# Notebook 2: Conducting and Evaluating Regression Analysis

In [15]:
%matplotlib inline
import numpy as np
import matplotlib.pyplot as plt
import os
import tqdm
import glob
import pandas as pd
import sklearn
from src import ana_utils as utils

#np.set_printoptions(suppress=True)
from sklearn.linear_model import LinearRegression

np.random.seed(7)

Import datasets that were preprocessed in Notebook 1

In [17]:
wb_data = pd.read_csv("data/wb_data.csv", index_col="Country Name")
wb_data_short = pd.read_csv("data/wb_data_short.csv", index_col="Country Name")
whr_data = pd.read_csv("data/whr_data.csv", index_col="Country name")

# sort by index
wb_data.sort_index(inplace=True)
wb_data_short.sort_index(inplace=True)
whr_data.sort_index(inplace=True)

# drop everything but life satisfaction ladder score from whr data
whr_scores = whr_data["Ladder score"]

# test: are the same countries present in each dataset?
print(sorted(list(wb_data.index))==sorted(list(whr_data.index)))

True


Split data into train and test set. We choose a 80/20 split, i.e. 120 countries in the training set and 30 countries in the test set.

In [None]:
test_size = 30
train, test, train_gt, test_gt = utils.split_data(wb_data_short, whr_scores, test_size)

# verify set shapes
print(train.shape, test.shape, train_gt.shape, test_gt.shape)

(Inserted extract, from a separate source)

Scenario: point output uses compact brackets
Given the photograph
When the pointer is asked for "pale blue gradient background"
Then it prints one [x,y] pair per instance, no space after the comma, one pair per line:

#verify that data prder and groundtruth order and indices match 
print(list(train.index)==list(train_gt.index), list(test.index)==list(test_gt.index))


(120, 120) (30, 120) (120,) (30,)
True True


## Linear regression


Let's see how linear regression performs on wb_data and wb_data_short (redundant indicators removed). We choose 2000-fold validation after noticing quite some variance for lower n.

In [None]:
# For the full dense indicator data
loss_list, mean_loss, coef_list, avg_coefs = utils.n_fold_ceval(2000, wb_data, whr_scores, 30, "no_scaling")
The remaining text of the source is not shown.